Mitch Stringer-USA TODAY Sports

The NFL Competition Committee has a goal to try and improve the game to not only make it better for the fans, but also a better game in general. There was a long list of proposals drafted which will be voted on by the NFL owners at the annual owners meeting, but don't expect the Pittsburgh Steelers Art Rooney II to be behind most of them.

In a recent interview with local media, Rooney discussed his thoughts on many proposals ranging from expansion of the instant replay system to modifying the extra point system in the game.

As for instant replay, Rooney sees a system which isn't broken, so why fix it? "I don't think we need to increase the number of interruptions we have in our game at this point," Rooney said. "I think the instant-replay system is working fine. I don't think that's the direction we want to go at this point."

Rooney's point is more than valid. Anyone who has watched football games in the past 10 years or more has seen games last a lot longer than they once did. Replay isn't solely to blame for the extension of game length, but when an official goes under the hood you know it isn't going to be a quick decision either.

The Competition Committee also was looking into changing the point after a touchdown play. Some proposals listed a forced 2-point conversion, while others wanted to move the kick backwards. Rooney said he is still a fan of a proposal head coach Mike Tomlin brought up before the 2014 season of moving the ball to the 1-yard line after scoring a touchdown.

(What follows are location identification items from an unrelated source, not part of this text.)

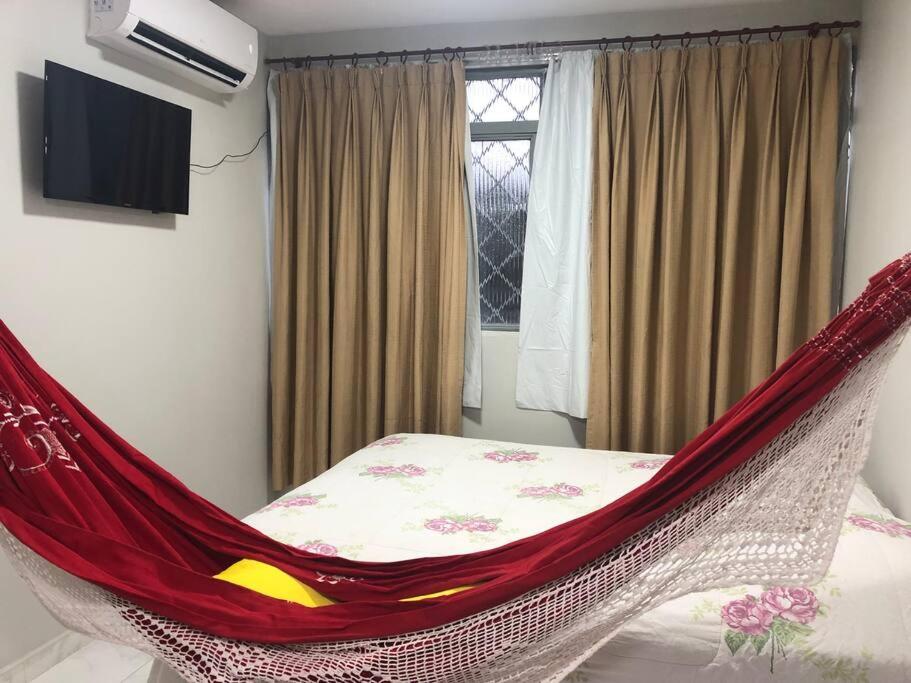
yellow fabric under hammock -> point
(273, 582)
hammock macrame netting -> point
(118, 549)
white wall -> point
(879, 218)
(156, 322)
(499, 417)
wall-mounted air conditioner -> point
(194, 38)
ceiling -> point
(285, 17)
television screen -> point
(107, 144)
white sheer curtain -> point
(471, 382)
(555, 320)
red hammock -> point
(79, 496)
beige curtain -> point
(369, 261)
(713, 223)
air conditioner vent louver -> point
(167, 46)
(196, 39)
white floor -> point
(100, 662)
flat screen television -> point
(107, 144)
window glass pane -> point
(504, 99)
(501, 172)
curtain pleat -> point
(713, 226)
(369, 261)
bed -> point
(413, 495)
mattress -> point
(413, 495)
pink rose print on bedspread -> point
(883, 525)
(387, 441)
(747, 615)
(511, 455)
(319, 548)
(392, 471)
(557, 491)
(305, 500)
(452, 524)
(775, 620)
(648, 464)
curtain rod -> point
(450, 53)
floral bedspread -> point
(419, 495)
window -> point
(503, 108)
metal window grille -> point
(503, 107)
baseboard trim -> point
(43, 658)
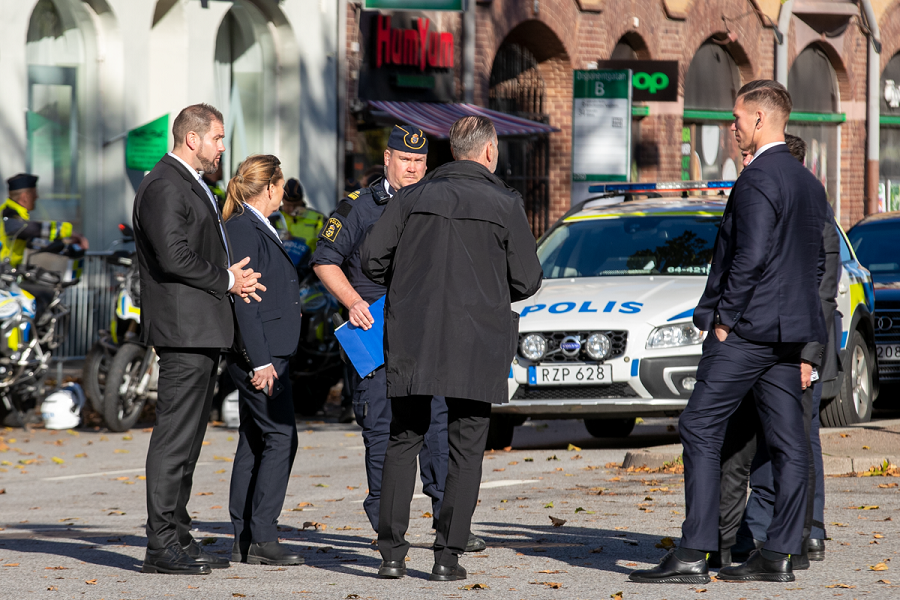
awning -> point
(435, 118)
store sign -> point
(407, 56)
(601, 128)
(147, 144)
(653, 80)
(417, 47)
(414, 4)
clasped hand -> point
(246, 281)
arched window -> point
(54, 51)
(244, 55)
(813, 86)
(710, 88)
(889, 155)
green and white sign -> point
(601, 128)
(415, 4)
(147, 144)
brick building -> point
(526, 52)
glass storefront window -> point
(54, 53)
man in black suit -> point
(761, 307)
(187, 315)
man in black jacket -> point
(187, 315)
(761, 307)
(454, 250)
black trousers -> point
(187, 380)
(467, 426)
(727, 372)
(745, 459)
(267, 444)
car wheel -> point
(500, 432)
(616, 428)
(854, 403)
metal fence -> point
(92, 302)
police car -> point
(609, 336)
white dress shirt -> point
(212, 199)
(763, 149)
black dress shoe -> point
(272, 553)
(205, 558)
(392, 569)
(475, 544)
(816, 549)
(172, 560)
(719, 559)
(442, 573)
(740, 552)
(673, 570)
(759, 568)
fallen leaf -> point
(551, 584)
(557, 522)
(666, 543)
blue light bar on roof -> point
(662, 186)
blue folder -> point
(364, 348)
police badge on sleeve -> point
(332, 228)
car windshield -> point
(632, 245)
(877, 247)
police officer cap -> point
(293, 190)
(22, 181)
(407, 138)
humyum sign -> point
(652, 80)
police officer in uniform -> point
(18, 229)
(336, 262)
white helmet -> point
(62, 408)
(231, 412)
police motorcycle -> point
(33, 321)
(124, 325)
(317, 365)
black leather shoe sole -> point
(670, 579)
(392, 572)
(282, 562)
(195, 569)
(776, 577)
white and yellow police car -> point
(609, 336)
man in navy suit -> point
(760, 307)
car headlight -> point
(597, 346)
(673, 336)
(533, 346)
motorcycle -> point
(32, 325)
(124, 326)
(316, 367)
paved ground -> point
(73, 512)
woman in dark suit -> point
(269, 331)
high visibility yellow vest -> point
(14, 249)
(305, 226)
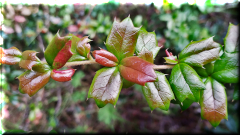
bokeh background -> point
(62, 107)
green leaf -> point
(159, 93)
(199, 53)
(185, 104)
(185, 82)
(147, 40)
(122, 38)
(213, 102)
(76, 81)
(10, 56)
(206, 70)
(80, 48)
(29, 59)
(226, 69)
(231, 39)
(54, 47)
(106, 86)
(108, 115)
(236, 93)
(137, 70)
(31, 82)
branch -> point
(87, 62)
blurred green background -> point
(62, 107)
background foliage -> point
(63, 106)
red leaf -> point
(63, 56)
(105, 58)
(10, 56)
(137, 70)
(63, 75)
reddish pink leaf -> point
(63, 56)
(10, 56)
(19, 19)
(31, 82)
(105, 58)
(83, 47)
(63, 75)
(137, 70)
(29, 59)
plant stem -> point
(76, 63)
(163, 66)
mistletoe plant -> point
(198, 73)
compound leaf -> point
(137, 70)
(63, 56)
(159, 93)
(10, 56)
(226, 69)
(147, 40)
(199, 53)
(32, 81)
(122, 38)
(231, 39)
(105, 58)
(106, 86)
(29, 59)
(213, 102)
(55, 47)
(206, 70)
(80, 48)
(185, 82)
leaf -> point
(80, 48)
(76, 81)
(108, 115)
(127, 84)
(206, 70)
(105, 58)
(29, 59)
(185, 82)
(231, 39)
(137, 70)
(147, 40)
(122, 38)
(146, 55)
(106, 86)
(63, 56)
(62, 75)
(199, 53)
(10, 56)
(31, 81)
(55, 47)
(226, 69)
(236, 93)
(159, 93)
(185, 104)
(213, 102)
(42, 68)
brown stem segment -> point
(87, 62)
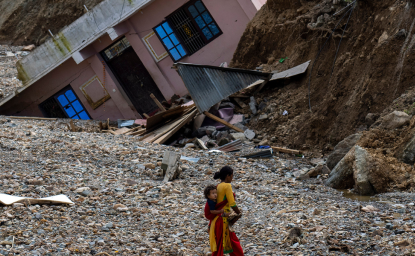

"I still like the idea that coach [Mike] Tomlin threw out last year."

What might be the most interesting debate on the docket is the use of certain trick plays, particularly ones utilized by the Super Bowl champion New England Patriots last year. The Patriots used the ineligible receiver rule to their advantage on more than one occasion.

"I don't think it was handled the right way when they ran the play," Rooney said. "We have these rules where a player is supposed to report. I thought Baltimore had a legitimate gripe about how that was handled. It's probably just as easy to eliminate it."

Ultimately it seems as if the Competition Committee and owners are looking for Rooney and the Steelers to back some of these new proposals, they might be barking up the wrong tree.